En dehors du caractère pie (récessif vis-à-vis du « tout coloré ») présent chez la plupart des sujets colorés, on trouve trois types de coloration dans la race : le tout blanc, le bleu (pie-bleu), le noir (pie-noir). Photo/Patricia Flochon

Qu’est-ce qui vous plaît dans cette race et quelles sont ses caractéristiques ?
François Pauly : « C’est une race hyper écologique avec des qualités viandeuses et une ossature très fine ; qui va manger peu d’herbe pour faire beaucoup de viande. Elle va ingérer environ 12 à 14 kg de matière sèche pour un rendement carcasse de 65 à 68 % pour les meilleures. C’est son phénotype qui nous plaît, son calme, et la valorisation. »
Anne-Laure Pauly : « C’est une race très calme, y compris les taureaux. Je la compare un peu à un couteau Suisse… ; on peut en faire une vache très performante avec une ration adaptée, avec la possibilité aussi de faire un peu moins de viande, pour laquelle vous pouvez avoir une conduite très classique. C’est très plaisant. Autre avantage : l’homogénéité de la viande, très tendre et persillée avec un engraissement de quatre mois au minimum, avec un taux énergétique dans la ration très élevé. Et autant de morceaux nobles qu’à mijoter, ce qui plaît à la clientèle ».
 
Comment adaptez-vous les rations en fonction des objectifs ? 

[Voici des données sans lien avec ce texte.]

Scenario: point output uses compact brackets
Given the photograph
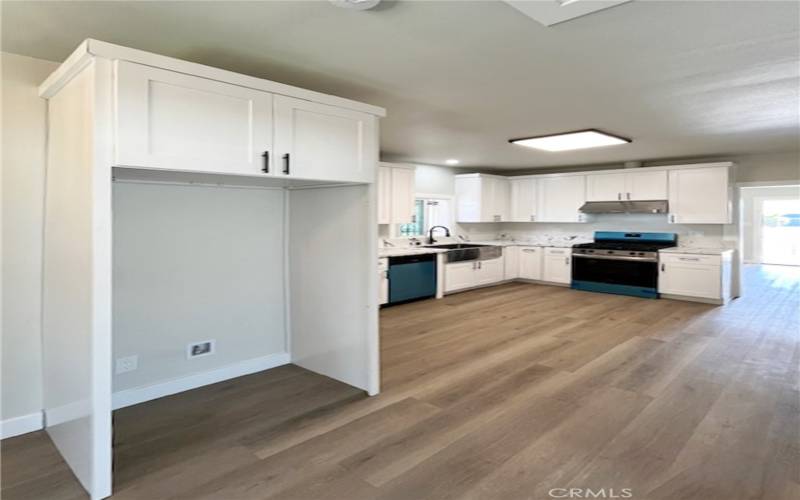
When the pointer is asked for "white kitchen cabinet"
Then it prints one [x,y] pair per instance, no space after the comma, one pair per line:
[383,281]
[403,192]
[481,198]
[511,262]
[396,193]
[700,196]
[318,141]
[627,186]
[604,187]
[646,185]
[170,120]
[695,276]
[459,275]
[384,195]
[560,198]
[523,199]
[557,265]
[530,263]
[489,271]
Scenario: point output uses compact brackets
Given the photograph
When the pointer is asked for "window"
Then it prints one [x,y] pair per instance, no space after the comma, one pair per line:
[428,212]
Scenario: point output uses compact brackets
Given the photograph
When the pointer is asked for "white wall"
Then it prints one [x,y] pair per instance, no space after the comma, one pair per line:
[195,263]
[23,145]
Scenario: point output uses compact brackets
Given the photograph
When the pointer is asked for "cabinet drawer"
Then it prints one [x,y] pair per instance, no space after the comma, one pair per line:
[685,258]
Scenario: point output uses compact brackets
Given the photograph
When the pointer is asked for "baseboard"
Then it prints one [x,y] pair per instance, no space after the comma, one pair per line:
[21,425]
[129,397]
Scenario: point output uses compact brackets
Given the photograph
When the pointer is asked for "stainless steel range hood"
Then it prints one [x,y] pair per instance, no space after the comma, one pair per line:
[625,207]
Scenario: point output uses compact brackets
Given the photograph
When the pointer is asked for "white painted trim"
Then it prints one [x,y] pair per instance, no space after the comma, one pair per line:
[129,397]
[768,184]
[96,48]
[23,424]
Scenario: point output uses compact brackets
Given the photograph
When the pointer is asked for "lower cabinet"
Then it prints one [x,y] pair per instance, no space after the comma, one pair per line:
[461,275]
[511,262]
[695,276]
[530,263]
[557,265]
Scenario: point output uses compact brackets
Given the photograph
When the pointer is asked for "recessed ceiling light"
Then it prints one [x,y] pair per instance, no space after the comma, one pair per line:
[356,4]
[567,141]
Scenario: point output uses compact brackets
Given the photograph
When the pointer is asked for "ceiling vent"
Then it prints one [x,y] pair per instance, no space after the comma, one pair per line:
[550,12]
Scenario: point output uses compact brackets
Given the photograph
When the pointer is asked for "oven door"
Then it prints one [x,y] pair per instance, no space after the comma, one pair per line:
[624,275]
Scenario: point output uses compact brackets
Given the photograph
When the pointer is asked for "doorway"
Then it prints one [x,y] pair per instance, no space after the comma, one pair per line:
[771,225]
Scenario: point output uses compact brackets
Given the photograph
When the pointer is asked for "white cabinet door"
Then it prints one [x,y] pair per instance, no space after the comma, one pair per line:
[522,200]
[511,262]
[175,121]
[489,271]
[561,197]
[494,199]
[647,185]
[383,281]
[530,263]
[317,141]
[687,275]
[699,196]
[459,275]
[557,265]
[402,195]
[605,187]
[384,195]
[468,199]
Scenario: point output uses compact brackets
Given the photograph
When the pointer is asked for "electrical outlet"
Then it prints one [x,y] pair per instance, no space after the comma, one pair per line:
[126,364]
[202,348]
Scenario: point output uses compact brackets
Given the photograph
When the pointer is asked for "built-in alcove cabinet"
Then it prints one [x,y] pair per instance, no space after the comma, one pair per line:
[219,160]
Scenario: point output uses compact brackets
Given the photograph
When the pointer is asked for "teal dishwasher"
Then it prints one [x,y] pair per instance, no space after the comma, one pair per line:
[412,277]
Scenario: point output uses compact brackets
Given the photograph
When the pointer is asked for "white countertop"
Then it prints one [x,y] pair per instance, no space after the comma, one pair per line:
[401,251]
[697,250]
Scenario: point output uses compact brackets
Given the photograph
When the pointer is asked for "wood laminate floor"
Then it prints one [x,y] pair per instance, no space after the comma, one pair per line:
[501,393]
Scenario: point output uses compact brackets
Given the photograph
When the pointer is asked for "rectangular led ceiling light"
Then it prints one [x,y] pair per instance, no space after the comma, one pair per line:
[568,141]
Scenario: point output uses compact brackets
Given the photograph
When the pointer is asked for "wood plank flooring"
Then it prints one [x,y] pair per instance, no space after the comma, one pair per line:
[500,393]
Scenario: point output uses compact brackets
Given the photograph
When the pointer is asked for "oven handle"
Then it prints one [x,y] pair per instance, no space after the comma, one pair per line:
[610,257]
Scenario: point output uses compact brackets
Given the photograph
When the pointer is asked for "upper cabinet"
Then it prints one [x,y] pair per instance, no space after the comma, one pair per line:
[396,194]
[625,186]
[175,121]
[560,197]
[482,198]
[523,199]
[317,141]
[700,195]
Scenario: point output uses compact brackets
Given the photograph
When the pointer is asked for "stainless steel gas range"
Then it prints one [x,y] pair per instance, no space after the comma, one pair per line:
[624,263]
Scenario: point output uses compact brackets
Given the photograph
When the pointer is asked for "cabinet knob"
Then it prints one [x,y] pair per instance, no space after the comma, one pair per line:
[265,168]
[286,161]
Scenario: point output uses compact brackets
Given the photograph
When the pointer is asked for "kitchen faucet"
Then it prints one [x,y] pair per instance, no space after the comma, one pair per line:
[431,241]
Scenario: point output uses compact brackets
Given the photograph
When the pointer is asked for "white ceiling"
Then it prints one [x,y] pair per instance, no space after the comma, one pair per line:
[681,78]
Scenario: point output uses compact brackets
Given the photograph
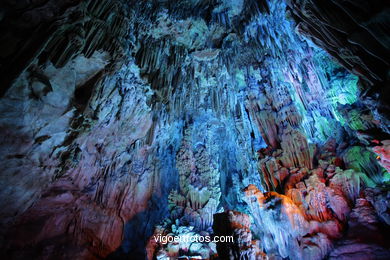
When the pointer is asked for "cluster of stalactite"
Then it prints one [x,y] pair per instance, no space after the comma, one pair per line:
[137,119]
[312,211]
[193,206]
[355,33]
[58,31]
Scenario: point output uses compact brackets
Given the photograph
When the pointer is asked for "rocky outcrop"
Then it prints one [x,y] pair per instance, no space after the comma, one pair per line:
[123,121]
[355,34]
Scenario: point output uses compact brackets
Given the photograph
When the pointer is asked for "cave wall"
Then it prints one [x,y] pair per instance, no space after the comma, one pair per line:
[126,119]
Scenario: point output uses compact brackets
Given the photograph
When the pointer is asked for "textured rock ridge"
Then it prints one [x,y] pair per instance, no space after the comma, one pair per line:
[122,121]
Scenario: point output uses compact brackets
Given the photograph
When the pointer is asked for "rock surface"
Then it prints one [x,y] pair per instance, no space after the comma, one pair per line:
[125,120]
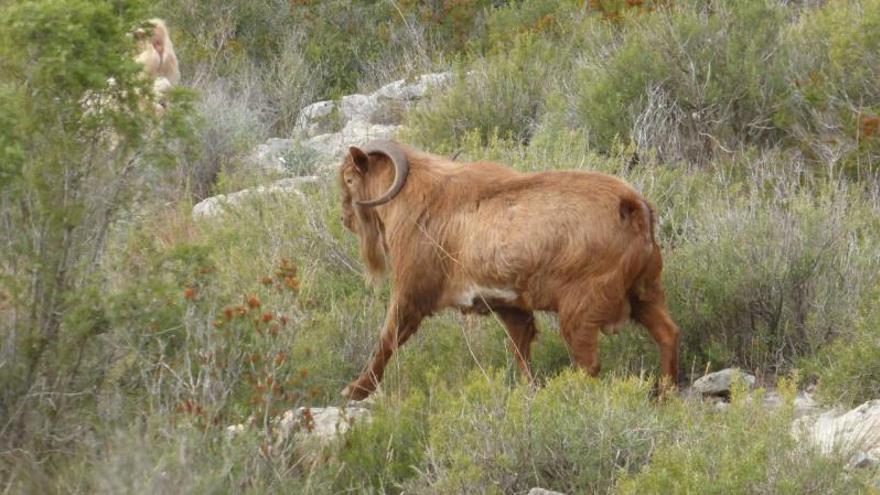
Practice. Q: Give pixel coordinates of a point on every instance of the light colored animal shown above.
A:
(156, 51)
(480, 237)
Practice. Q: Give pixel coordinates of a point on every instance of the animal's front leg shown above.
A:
(401, 322)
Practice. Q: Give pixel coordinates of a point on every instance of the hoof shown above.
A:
(355, 391)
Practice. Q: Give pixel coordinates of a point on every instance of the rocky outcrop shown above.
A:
(321, 423)
(720, 382)
(323, 133)
(309, 427)
(329, 127)
(215, 205)
(855, 433)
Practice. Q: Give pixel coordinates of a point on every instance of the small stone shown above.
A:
(863, 460)
(542, 491)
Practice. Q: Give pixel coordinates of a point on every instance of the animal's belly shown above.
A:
(481, 300)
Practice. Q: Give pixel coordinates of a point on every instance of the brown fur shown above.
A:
(480, 237)
(156, 51)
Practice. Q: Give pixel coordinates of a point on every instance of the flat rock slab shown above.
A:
(855, 433)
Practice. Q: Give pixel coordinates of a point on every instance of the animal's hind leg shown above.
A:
(521, 328)
(581, 334)
(654, 316)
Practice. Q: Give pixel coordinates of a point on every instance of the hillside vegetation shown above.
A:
(132, 335)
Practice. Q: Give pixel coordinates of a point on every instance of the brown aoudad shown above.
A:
(482, 238)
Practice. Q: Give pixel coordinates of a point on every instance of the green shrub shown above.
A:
(849, 371)
(744, 449)
(687, 80)
(576, 434)
(765, 277)
(500, 95)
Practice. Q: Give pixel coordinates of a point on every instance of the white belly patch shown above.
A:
(476, 294)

Anne-Laure Pauly : « Les veaux non sevrés démarrent au pis. Par la suite on donne du foin et du concentré (3,5 à 4 kg) à 17 % de protéines de la naissance jusqu’au sevrage à cinq mois. Pour les génisses et les vaches, c’est 100 % d’herbe en été plus 1,5 kg de mélange de céréales de la ferme, plus du concentré. Le mélange est donné uniquement aux génisses entre 10 mois et 24 mois, et les mères en lactation. Nous avons le projet de réintroduire la betterave, un bon démarrage pour l’engraissement et l’augmentation de la production des vaches en lactation, et de produire de la luzerne ces prochaines années ».

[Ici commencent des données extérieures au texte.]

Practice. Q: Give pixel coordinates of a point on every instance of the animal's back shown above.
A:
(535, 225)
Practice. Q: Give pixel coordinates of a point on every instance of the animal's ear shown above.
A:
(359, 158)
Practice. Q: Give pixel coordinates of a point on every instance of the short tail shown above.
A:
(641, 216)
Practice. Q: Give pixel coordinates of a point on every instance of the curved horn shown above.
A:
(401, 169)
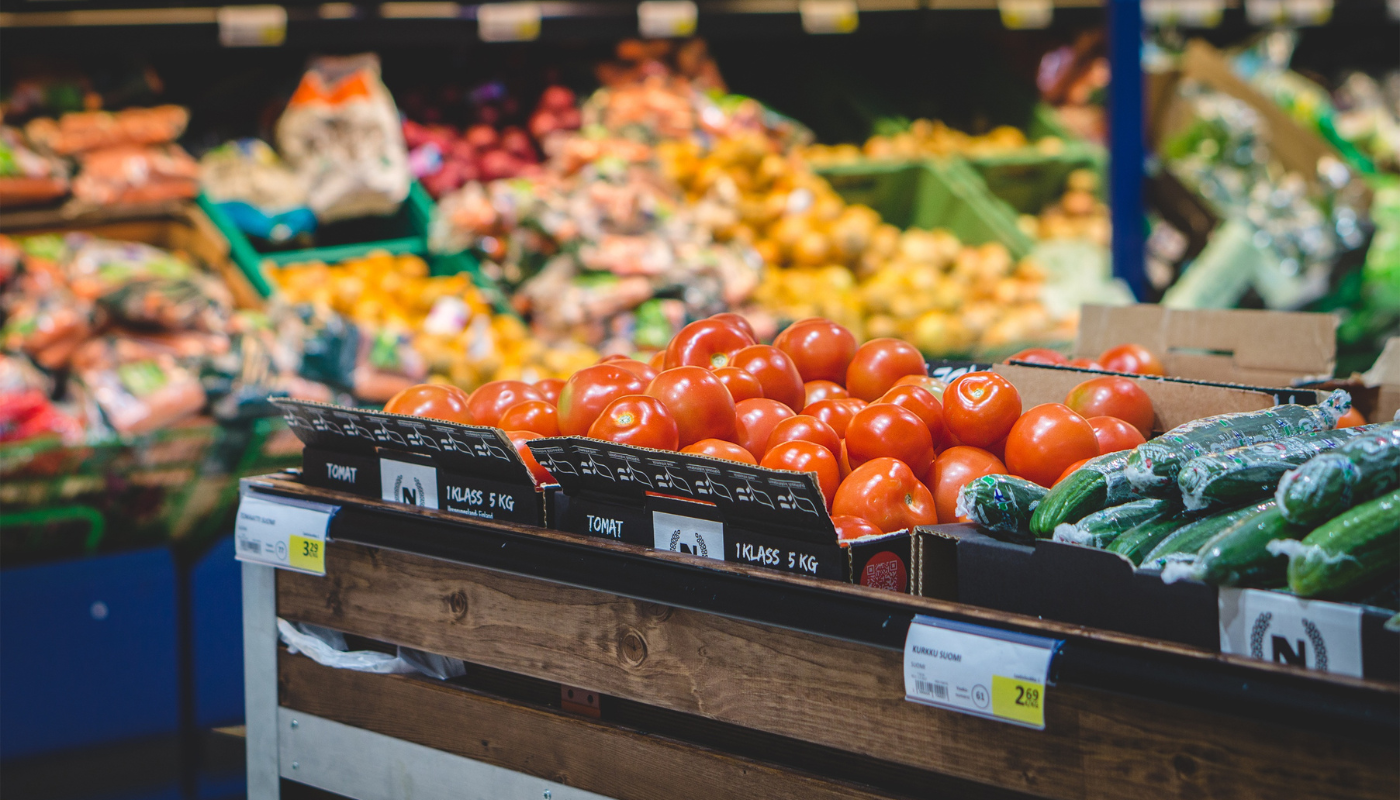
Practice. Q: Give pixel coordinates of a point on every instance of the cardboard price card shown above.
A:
(979, 671)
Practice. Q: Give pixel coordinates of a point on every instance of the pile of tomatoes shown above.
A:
(888, 444)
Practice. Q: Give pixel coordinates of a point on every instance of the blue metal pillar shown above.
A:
(1127, 149)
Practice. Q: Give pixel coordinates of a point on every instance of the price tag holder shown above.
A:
(979, 671)
(508, 21)
(283, 533)
(667, 18)
(829, 16)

François Pauly : « C’est un mélange à 12,5 % de protéines, une excellente alternative aux protéines du commerce. Nous avons 60 ha de cultures, dont 20 ha de soja non OGM, sous la Charte Soja de France, 20 ha de céréales à paille : 5 ha d’épeautre et 15 ha de méteils grains (triticale, pois protéique, vesce), et 20 ha de maïs, dont 13 d’ensilage plante entière, 4 à 5 de maïs épis et le reste en maïs grain en fonction des années. La ration engraissement, environ deux mois, est à base de 15 % d’herbe (préfanné), 15 % de maïs ensilage, 30 % de maïs épi, 2,5 kg de méteil aplati, 2,5 kg de concentré à 32,5 de protéines et 6 % de matière grasse, et du foin à volonté. Pour la finition, qui dure deux mois, on augmente l’énergie et on diminue la protéine ».
 
Sur le volet « contrôle de performances », avez-vous atteint vos objectifs de croissance ?

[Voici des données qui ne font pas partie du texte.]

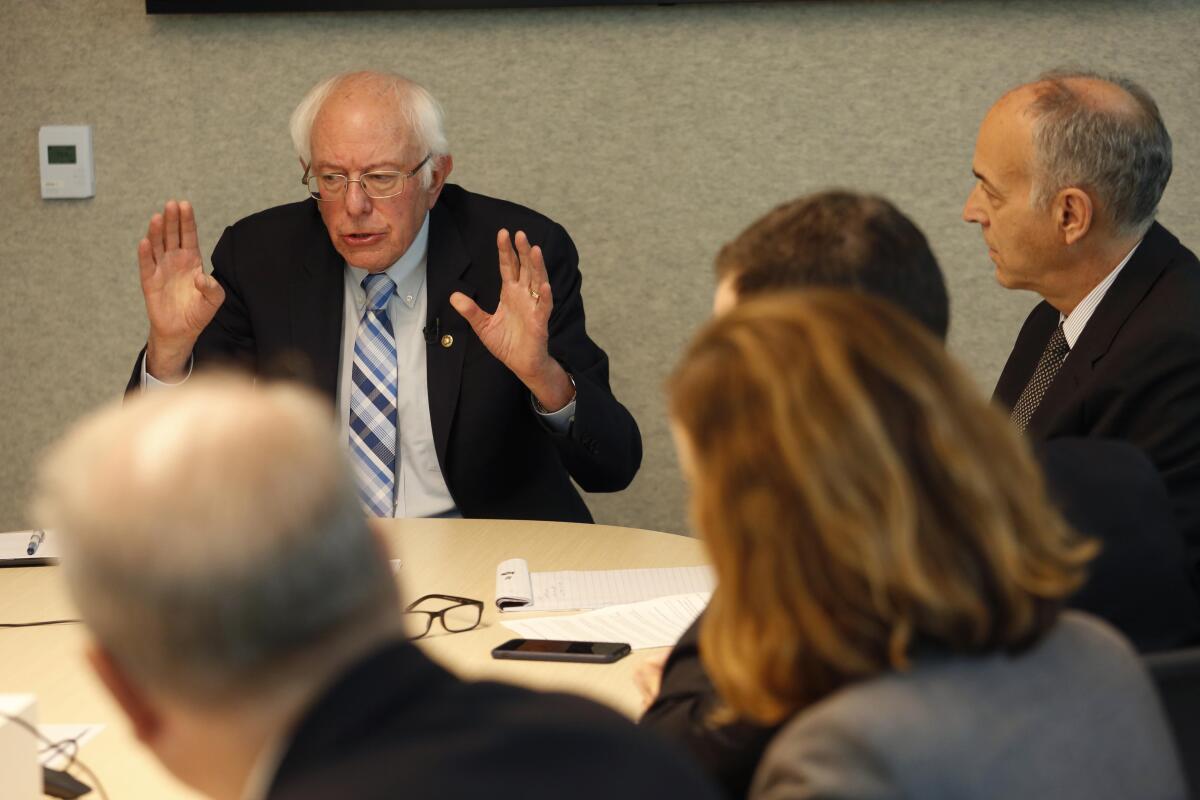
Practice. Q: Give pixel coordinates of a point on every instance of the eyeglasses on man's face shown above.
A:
(456, 614)
(378, 185)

François Pauly : « Le premier vêlage se fait à 25 mois de moyenne avec un intervalle entre deux vêlages aux alentours de 385 jours. On privilégie une plus longue vie possible à l’animal, donc des vêlages assez jeunes ce qui permet de les garder jusqu’à six ans. Le suivi des performances est assuré par Bovins-Croissance. Nos objectifs de croissance sont atteints. Avec une moyenne pour les femelles de 1,1 kg / jour entre zéro et 210 jours et pour les mâles une moyenne d’1,2 kg. »
 
En race pure, la conformation des veaux étant supérieure à celle d’autres races conduit à des vêlages plus difficiles. Quel est votre vision sur la pratique généralisée de la césarienne ? 
Anne-Laure Pauly : « Nous sommes convaincus que la césarienne, sous réserve qu’elle soit réalisée dans des conditions sanitaires irréprochables, est la meilleure solution. Pour nos animaux nous assurons un suivi de température, et nous attendons les premières contractions. La vache est calme et au final elle n’a pas souffert ».
François Pauly : « Nous sommes très attachés au bien-être de nos animaux. Toutes les bêtes sont écornées à la naissance, sous anesthésie générale et locales, plus administration d’anti-douleurs. Pour l’abattage, à partir de juillet prochain, nous accompagneront nos animaux jusqu’à l’abattoir Tropal à Bourg-en-Bresse. Et nous avons depuis le début opté pour le zéro abattage halal pour éviter toute souffrance ».